Bayındırlık ve Ulaştırma Bakanı Erhan Arıklı, geçtiğimiz haftalarda yaptığı açıklamada; ‘Bütçe sonrası, trafik konusunu masaya yatırmayı’, ‘Trafik sorunlarının çözümünün yalnızca bir kurumun sorumluluğunda olmadığını’, “Karşılıklı suçlama yerine birlikte hareket ederek trafik konusunu masaya yatırmanın gerekliliğini’ ve ‘Kurumlar arası iş birliğinin hayati önem taşıdığını’ vurgulayarak tüm tarafları çözüm için sorumluluk almaya davet etti.
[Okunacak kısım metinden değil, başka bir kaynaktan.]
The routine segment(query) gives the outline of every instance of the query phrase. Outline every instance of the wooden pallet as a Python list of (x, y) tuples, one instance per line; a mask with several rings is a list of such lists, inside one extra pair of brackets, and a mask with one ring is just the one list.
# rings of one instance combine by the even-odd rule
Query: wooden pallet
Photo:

Arıklı’nın bu açıklaması trafikteki sorunlara çözüm üreten çağdaş ülkelerin gerçekleriyle örtüşmektedir. Yani trafik sadece ilgili bakanlığın uhdesinde çözülebilecek bir sorun olmayıp çok aktörlü, çok disiplinli ve çok faktörlü bir yapı içermektedir.
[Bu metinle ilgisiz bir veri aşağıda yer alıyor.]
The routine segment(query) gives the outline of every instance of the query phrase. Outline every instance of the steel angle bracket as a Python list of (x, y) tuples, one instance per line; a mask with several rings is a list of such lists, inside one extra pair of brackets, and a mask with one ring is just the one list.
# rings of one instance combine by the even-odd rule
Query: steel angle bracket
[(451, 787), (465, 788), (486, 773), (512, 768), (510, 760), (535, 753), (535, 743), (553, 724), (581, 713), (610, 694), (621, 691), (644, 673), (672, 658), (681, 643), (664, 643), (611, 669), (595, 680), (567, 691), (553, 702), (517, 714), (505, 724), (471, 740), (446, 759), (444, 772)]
Öncelikle trafiğe methaldar olan tarafları düşündüğümüzde; konunun çok aktörlü ve çok disiplinli bir konu olduğu anlaşılmaktadır.
Trafik başta sürücüler olmak üzere yolcu, yaya, araç, trafik kuralları, trafik yoğunluğu, trafik levha ve ışıkları, sürücü eğitimi, araç muayenesi, yayaların bilinçlendirilmesi, hava şartları, yol ve kavşak niteliği ve kalitesi, trafik yoğunluğu ile yol/kavşak niteliği ve niceliğinin yeterliliği, hava koşulları, iklim değişikliğinin sürücü üzerindeki olası etkisi, farklı yetki ve sorumlulukta olan şehir içi ve dışındaki yollar ile seyir halindeki trafiğe beklenmedik şekilde müdahil olan canlı ve cansız unsurlar trafiğin ne derece çok aktörlü, çok disiplinli ve çok dinamik olduğunu göstermektedir.
Yukarıdan anlaşılacağı gibi; KKTC’de trafiğe sürdürülebilir bir çözüm bulabilmek için tüm paydaşların sorumluluk aldığı, uzmanlık ve liyakatin olmazsa olmaz olduğu ve hükümetler değişse dahi trafik yönetimindeki istikrarın bozulmadığı bir yapıya behemehal ihtiyacımız bulunmaktadır. Bu çerçevede, Sayın Arıklı’nın seferberlik çağrısı gerekli vizyonun ortaya konması açısından fevkalade memnuniyet vericidir.
Trafikte sürdürülebilir bir çözüm için amiyane tabirle Amerika’yı tekrar keşfetmeye hiç gerek yoktur. Şöyle ki, dünyada trafikte en büyük başarıyı sağlayan ülkelerin başında “Vizyon 0” stratejisi ile İsveç gelmektedir.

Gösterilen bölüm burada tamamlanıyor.